Pamela took charge. “Reverend Jones, you sit down and entertain. I’ll take care of the libations.”
Susan and Harry joined her in the small kitchen as the others picked a drink.
“What do you think of our grounds?” Reverend Jones asked Carlton.
“Beautiful. And much of it is the original, or at least the original layout. I was here once in my early teens, when I thought I might like horticulture. Visited every old garden I could. The proportions of St. Luke’s are lovely and the quads in the back reflect that, too.”
Herb smiled. “We all benefit from those who have gone before.”
“I heard the story about the grave. It’s peaceful under that red oak.” Carlton stood up to take his drink, as the seat swallowed you up if you were on the sofa.
The chairs offered more support.
“Given that there are so many Sweenys, as you said”—Mags sipped a sweet tea—“maybe you’re related.”
“You know, Mrs. Nielsen, I bet if we all did the ancestry DNA thing, we’d all be related, especially those of us who have lived here for generations. It’s inevitable.” He, too, took a sip. “Just like finding members of the Solanaceae family in our gardens is inevitable.”
“Have them in mine.
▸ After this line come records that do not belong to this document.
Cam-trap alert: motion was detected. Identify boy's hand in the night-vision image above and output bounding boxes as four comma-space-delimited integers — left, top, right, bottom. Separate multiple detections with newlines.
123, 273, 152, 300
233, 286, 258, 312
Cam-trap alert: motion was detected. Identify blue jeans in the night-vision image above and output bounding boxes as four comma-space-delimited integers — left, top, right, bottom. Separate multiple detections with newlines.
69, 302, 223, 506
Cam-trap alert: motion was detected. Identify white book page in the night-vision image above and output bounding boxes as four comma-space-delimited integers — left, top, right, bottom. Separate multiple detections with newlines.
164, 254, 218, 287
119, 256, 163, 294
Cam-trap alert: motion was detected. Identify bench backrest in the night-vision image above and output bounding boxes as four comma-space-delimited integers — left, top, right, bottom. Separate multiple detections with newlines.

Well under the yews,” Mags confessed.
Harry, eyeing Pewter, who was about to jump on the large coffee table, stood up. “Don’t you even think about it.”
She walked to the kitchen, opened a cabinet drawer where the treats were kept, and tossed out tiny colored fish goodies to all the cats, fetched two bones for the dogs. “I’m stealing your cat and dog treats, Reverend Jones, but it’s the only way.”
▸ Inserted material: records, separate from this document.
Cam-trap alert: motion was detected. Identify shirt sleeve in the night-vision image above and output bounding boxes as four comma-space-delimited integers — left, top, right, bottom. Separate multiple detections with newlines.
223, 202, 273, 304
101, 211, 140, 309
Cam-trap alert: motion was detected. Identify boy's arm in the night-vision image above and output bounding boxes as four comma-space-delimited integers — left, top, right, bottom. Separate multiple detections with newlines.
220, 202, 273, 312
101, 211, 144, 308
Pewter, having gobbled her fish, purred to Pirate, “You know there might be poison in your dog biscuit. Think about what the gardener guy said about belladonna. You never know.”
The innocent youngster opened his mouth and dropped the medium-sized biscuit. That fast, Pewter dove toward it, picked it up, and ran out the opened door.
“Pewter,” Mrs. Murphy called. “You can’t steal in a church.”
Calling from the hall while she tried to eat the hard dog biscuit, refusing to admit defeat, she hollered back, “They’ll forgive me. They’re Christians, remember?”
Harry gave Pirate another bone. “Pay her no mind.”